Dalle reti sociali alle relazioni tra proteine: nuovi metodi matematici per “semplificare” il mondo

Servono a scalare la rappresentazione di sistemi complessi ottenendo sistemi più semplici da studiare, ma con le stesse proprietà dell’originale.

teoria dei grafi
L’illustrazione è pubblicata per gentile concessione di Raffaella Mulas, ricercatrice e docente alla Vrije Universiteit Amsterdam, che ne è l’autrice. Rappresenta una figura femminile fatta di grafi che interagisce con le costellazioni stellari, anch’esse rappresentate come grafi.

I collegamenti tra le diverse persone su un social network, l’architettura alla base di molte intelligenze artificiali, i modi in cui le diverse proteine interagiscono tra di loro all’interno della cellula: tutti questi sistemi, all’apparenza molto diversi tra di loro, possono essere studiati schematizzandoli con lo stesso tipo di struttura, ovvero il grafo. La rappresentazione per grafi si basa sulla interazione diretta tra coppie di agenti di un sistema, chiamati “nodi”. Due amici in contatto su un social network, due neuroni che scambiano informazione in una rete neurale biologica o artificiale, o due proteine che condividono una certa espressione genica possono essere schematizzati come due nodi uniti tra loro da una relazione diretta, definita “arco”.

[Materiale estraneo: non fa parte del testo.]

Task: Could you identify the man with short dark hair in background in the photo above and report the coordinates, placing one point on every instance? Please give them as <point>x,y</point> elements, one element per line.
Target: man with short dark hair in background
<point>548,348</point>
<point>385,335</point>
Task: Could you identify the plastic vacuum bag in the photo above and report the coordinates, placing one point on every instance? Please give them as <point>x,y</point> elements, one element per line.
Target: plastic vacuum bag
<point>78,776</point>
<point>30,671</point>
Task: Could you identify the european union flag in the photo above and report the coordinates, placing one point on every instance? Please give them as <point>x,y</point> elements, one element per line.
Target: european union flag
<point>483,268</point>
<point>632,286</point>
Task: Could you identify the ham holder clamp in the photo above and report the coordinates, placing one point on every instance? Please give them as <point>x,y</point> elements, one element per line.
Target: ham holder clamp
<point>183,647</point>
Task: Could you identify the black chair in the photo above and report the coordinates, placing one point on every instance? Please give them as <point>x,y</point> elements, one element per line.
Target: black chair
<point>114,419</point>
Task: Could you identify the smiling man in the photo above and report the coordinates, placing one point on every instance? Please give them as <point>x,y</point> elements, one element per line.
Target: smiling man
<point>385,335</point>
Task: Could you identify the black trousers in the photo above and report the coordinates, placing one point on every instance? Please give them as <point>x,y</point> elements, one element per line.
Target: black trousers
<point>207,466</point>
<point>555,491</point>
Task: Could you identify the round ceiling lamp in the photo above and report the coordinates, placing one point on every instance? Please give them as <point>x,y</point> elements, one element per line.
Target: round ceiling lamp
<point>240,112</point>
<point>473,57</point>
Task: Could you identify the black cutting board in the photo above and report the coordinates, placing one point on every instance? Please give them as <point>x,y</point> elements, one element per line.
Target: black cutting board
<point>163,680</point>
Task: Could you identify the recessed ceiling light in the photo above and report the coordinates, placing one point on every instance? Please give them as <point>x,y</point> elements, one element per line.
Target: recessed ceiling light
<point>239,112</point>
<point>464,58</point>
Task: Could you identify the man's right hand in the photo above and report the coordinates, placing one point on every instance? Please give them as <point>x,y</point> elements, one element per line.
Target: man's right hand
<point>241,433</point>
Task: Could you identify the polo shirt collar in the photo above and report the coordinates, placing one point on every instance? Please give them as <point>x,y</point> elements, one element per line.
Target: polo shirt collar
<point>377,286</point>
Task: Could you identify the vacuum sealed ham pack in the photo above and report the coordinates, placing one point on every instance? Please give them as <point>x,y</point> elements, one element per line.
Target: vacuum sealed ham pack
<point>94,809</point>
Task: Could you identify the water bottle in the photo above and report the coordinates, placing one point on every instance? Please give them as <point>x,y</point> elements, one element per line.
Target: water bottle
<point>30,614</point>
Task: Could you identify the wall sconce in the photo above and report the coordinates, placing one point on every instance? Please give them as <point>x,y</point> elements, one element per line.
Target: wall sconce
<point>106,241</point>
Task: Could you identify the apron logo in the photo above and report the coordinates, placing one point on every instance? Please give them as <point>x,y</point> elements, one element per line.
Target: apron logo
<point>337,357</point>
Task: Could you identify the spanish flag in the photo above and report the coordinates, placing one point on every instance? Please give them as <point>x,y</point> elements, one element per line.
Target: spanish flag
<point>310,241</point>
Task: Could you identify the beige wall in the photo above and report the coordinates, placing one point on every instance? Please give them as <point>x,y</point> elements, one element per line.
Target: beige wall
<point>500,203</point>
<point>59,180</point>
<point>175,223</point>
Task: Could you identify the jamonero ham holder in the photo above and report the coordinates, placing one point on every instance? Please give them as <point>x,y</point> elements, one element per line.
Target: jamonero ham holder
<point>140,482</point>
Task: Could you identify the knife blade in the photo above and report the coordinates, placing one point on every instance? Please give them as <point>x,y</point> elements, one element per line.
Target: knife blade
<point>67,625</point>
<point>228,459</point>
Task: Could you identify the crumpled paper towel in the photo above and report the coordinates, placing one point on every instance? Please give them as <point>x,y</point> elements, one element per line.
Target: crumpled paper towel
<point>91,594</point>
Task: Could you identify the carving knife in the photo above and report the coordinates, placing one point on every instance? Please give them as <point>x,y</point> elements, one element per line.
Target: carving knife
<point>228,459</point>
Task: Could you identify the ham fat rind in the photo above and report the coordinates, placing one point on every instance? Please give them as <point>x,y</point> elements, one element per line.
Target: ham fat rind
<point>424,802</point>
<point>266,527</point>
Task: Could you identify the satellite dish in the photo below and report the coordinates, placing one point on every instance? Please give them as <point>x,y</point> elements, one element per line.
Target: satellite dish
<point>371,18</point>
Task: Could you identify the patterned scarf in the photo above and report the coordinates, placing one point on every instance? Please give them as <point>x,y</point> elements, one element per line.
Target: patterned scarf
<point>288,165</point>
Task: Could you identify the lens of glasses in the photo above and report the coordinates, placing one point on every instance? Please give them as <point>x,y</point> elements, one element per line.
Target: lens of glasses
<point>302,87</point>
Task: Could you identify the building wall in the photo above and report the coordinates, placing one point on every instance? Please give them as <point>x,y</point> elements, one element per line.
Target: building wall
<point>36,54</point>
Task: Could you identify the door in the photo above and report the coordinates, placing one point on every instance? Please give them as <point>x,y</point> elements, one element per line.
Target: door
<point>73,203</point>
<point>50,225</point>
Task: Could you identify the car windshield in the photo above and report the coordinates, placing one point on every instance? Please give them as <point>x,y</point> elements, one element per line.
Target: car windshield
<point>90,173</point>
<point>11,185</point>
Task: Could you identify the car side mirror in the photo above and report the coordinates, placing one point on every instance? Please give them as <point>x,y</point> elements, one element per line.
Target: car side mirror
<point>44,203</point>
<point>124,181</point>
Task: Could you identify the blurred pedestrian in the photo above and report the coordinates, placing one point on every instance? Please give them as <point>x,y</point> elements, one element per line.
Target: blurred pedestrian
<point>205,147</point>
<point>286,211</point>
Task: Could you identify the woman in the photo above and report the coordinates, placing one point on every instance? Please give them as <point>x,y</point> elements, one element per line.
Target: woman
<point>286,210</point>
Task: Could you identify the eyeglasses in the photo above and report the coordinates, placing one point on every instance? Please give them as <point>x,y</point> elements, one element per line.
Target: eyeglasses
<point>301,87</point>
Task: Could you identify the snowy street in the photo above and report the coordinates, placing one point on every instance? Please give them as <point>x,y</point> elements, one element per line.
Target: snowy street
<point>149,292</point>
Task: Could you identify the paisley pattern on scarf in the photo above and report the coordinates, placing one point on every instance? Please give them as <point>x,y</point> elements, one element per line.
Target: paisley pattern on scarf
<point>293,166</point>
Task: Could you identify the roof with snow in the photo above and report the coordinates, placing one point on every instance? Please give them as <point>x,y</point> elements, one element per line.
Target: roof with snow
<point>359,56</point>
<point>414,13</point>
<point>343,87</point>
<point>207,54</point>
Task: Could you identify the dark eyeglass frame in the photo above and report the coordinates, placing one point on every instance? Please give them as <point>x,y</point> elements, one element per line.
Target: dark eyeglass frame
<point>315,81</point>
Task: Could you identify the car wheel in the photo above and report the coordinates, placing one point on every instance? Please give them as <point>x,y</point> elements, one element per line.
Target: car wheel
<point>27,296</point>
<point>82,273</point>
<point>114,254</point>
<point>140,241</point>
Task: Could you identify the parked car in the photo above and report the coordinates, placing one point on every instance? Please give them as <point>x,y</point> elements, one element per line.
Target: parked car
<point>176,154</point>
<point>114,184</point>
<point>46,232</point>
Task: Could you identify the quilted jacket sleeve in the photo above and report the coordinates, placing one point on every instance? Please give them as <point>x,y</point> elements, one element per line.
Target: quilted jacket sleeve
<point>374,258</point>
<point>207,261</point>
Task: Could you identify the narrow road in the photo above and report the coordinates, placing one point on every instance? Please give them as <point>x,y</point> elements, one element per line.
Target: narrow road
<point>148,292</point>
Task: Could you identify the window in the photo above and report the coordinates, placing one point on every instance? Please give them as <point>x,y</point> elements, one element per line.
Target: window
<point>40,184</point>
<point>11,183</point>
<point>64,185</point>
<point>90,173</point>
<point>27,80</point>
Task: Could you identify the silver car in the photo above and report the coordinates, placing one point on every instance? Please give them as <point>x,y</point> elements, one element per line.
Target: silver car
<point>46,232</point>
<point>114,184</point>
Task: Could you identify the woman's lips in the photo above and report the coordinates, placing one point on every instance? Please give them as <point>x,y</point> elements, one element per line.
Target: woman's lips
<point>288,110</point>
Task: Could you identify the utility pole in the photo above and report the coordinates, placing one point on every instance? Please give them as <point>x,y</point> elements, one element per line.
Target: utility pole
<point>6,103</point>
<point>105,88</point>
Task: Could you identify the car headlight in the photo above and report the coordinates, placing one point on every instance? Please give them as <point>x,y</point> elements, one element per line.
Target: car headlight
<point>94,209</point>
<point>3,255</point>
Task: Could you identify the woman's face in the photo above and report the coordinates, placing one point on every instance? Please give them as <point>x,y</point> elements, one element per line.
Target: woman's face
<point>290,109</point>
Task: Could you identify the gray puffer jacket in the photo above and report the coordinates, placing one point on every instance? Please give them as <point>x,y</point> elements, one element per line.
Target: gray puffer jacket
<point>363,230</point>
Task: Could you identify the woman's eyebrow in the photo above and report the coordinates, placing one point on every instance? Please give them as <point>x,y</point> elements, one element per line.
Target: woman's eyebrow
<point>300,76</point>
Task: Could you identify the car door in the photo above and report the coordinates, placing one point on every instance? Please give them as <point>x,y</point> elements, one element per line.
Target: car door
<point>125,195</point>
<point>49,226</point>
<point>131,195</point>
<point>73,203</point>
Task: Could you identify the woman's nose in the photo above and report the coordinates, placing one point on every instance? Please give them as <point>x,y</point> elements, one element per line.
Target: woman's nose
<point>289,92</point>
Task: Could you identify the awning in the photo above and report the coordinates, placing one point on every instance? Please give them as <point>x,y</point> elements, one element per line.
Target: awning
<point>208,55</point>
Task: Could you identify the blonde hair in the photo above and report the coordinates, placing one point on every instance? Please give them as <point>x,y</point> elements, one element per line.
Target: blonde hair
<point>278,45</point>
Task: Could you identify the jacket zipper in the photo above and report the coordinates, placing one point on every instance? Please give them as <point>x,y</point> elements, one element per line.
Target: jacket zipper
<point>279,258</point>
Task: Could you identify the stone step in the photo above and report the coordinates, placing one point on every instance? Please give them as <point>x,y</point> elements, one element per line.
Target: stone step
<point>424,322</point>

L’ipergrafo è un’estensione naturale di questa descrizione, in cui non si considerano soltanto interazioni di coppia ma anche interazioni (simultanee) tra tre o più agenti. In questo modo è possibile includere nei modelli le interazioni ad alto ordine, ovvero che coinvolgono più di due nodi alla volta, che normalmente per semplicità vengono ignorate, ma che contribuiscono ad una descrizione più accurata dei processi.

Due nuovi articoli a firma dell’unità di ricerca Networks, uno pubblicato su Nature Physics e dal titolo “Higher-order Laplacian Renormalization”, e uno pubblicato su Nature Reviews Physics e dal titolo “Network Renormalization”, discutono nuovi metodi proprio per semplificare e scalare grafi e ipergrafi, con possibili applicazioni in tutti gli ambiti che usano questo strumento, quindi dalle già citate reti sociali alle reti neurali dell’intelligenza artificiale, passando per la biologia cellulare.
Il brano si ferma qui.